The failure-injection commits add a `partition: HashSet` membership
check per `SendFut::poll` (empty in this workload, so O(1) on a 0-bucket
set) and the same Dijkstra changes as `network/star_broadcast`. HEAD vs
control deltas are ≤2% — well inside `--quick` noise. The init-vs-control
gap is unrelated drift, not a branch regression.

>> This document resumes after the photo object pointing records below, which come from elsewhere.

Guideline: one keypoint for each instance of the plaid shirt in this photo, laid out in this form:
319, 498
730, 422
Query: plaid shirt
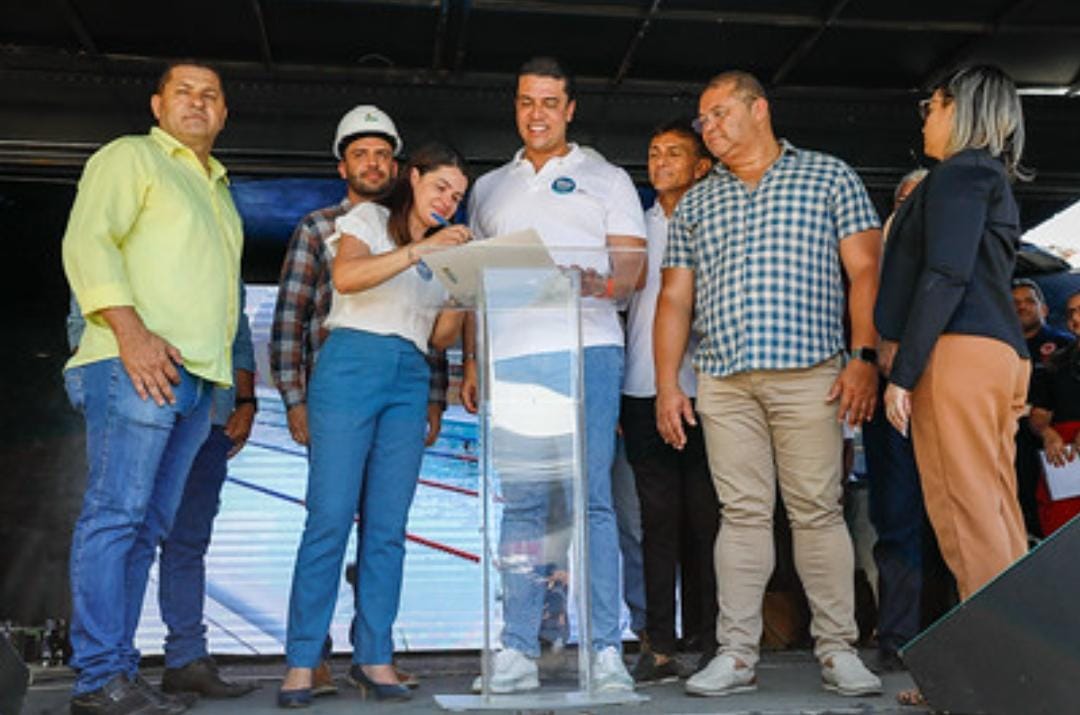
304, 301
769, 293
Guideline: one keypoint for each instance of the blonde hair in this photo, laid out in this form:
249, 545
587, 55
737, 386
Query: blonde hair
987, 115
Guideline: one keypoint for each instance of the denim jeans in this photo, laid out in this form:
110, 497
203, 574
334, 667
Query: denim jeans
367, 417
628, 516
138, 457
181, 572
536, 509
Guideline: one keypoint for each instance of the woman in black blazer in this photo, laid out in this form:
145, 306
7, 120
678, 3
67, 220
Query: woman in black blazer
953, 347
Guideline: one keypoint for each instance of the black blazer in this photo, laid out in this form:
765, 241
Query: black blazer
948, 262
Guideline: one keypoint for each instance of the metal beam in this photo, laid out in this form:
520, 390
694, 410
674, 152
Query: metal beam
808, 43
959, 53
264, 38
459, 53
436, 53
764, 18
632, 50
75, 23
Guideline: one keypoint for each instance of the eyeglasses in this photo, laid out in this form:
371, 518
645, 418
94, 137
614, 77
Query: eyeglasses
927, 105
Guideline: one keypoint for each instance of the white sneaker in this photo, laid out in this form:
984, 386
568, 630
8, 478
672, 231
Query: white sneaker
512, 671
844, 673
720, 677
609, 672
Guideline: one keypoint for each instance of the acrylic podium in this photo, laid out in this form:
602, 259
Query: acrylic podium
534, 489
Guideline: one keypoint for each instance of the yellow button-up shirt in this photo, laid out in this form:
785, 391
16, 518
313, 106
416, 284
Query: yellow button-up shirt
152, 230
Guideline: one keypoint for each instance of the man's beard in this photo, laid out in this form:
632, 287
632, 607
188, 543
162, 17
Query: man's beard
365, 190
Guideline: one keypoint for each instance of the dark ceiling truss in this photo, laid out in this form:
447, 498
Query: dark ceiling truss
260, 27
628, 58
956, 56
808, 43
768, 18
75, 23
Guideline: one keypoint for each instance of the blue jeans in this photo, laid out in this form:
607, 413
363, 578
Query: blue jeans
367, 417
534, 508
628, 515
181, 572
138, 457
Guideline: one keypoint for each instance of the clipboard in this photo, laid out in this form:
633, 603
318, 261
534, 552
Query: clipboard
1063, 482
459, 269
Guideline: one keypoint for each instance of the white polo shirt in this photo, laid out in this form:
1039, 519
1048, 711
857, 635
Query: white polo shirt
574, 201
405, 305
640, 377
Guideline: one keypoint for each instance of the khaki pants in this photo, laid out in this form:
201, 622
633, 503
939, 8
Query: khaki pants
964, 412
763, 428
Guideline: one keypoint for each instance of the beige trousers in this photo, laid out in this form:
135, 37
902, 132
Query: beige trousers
964, 412
765, 428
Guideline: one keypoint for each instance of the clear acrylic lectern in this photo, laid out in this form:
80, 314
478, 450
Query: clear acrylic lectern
534, 490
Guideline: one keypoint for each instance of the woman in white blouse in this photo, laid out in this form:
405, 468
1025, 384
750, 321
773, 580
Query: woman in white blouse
367, 416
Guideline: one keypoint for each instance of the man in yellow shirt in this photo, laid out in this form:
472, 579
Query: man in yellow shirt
152, 254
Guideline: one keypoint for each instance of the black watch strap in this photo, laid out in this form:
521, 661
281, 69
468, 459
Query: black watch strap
865, 354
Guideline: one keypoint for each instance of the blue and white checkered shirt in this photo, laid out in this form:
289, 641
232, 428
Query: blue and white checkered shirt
769, 293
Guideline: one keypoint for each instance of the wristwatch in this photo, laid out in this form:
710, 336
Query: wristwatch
865, 354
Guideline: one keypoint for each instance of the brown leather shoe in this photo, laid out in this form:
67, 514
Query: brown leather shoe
322, 680
201, 676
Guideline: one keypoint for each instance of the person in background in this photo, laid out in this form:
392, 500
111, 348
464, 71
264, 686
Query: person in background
1042, 341
152, 256
674, 486
1055, 419
368, 398
896, 511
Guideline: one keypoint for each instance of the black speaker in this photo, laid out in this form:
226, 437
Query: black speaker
14, 677
1013, 648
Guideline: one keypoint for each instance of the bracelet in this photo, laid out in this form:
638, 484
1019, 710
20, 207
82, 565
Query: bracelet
246, 401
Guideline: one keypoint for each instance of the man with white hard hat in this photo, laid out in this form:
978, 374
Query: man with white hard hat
366, 146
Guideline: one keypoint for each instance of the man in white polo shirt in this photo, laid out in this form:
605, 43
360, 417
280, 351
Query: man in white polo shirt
572, 198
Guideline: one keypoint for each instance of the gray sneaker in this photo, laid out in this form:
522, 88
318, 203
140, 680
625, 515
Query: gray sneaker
844, 673
512, 671
721, 677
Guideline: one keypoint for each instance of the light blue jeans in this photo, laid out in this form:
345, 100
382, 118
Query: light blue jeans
181, 572
367, 407
138, 457
536, 510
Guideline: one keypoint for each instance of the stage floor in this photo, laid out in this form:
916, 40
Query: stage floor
788, 684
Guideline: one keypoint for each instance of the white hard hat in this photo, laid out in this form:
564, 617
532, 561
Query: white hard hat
366, 119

Criterion still flags the N=64 and N=256 deltas as within noise at
`--quick` sampling (p > 0.05), so run `cargo bench` proper for a
firmer picture. Even on the high end of the noise band, all sizes
remain comfortably ahead of the original baseline.

## Takeaways

- Raw `EventQueue` throughput scales sub-linearly (n log n), as expected
  from `BinaryHeap`. At 100k events the heap is ~7 ms to drain; a 1M-event
  sim is on the order of 100 ms in the queue alone.
- `TaskSim` saw the biggest Phase 6 wins (up to -48%) thanks to the
  ready-buffer reuse and topology scratch amortization. The gap between
  `Network` and `TaskSim` at equal scale has closed considerably.
- Payload-clone hotspot check: the send path moves `P` by value through
  `Message::new` → `NetEvent::{Deliver,Drop}` → `EventQueue::schedule`
  (→ `BinaryHeap::push`) → `pop`. A `rg "\.clone\(\)" src/` sweep finds
  only two call sites in the crate, neither on the net hot path
  (`TraceRecorder::record_clone` is opt-in; the other is a unit test).
  No mitigation needed for non-`Copy` payloads at the current layer.
- For very small-N workloads, the `Vec<Option<Route>>` cache's eager
  allocation is measurable. Lazy init is a cheap follow-up if we care.
- The Phase 7 failure-injection hot-path additions (HashSet checks per
  Dijkstra edge, partition check per SendFut::poll) are invisible on
  workloads with empty failure sets. A future bench that *exercises*
  partitions / fail_link / fail_node would show a different picture and
  is a reasonable follow-up if we start using the API at scale.

## Re-running

```sh
cargo bench                                # all benches, full sampling (~few min)
cargo bench --bench event_queue -- --quick # fast smoke
cargo bench --bench task_gossip -- --quick
cargo bench --bench network_broadcast -- --quick
```

Criterion writes HTML reports under `target/criterion/`. Use
`target/criterion/<group>/<bench>/report/index.html` for per-bench detail.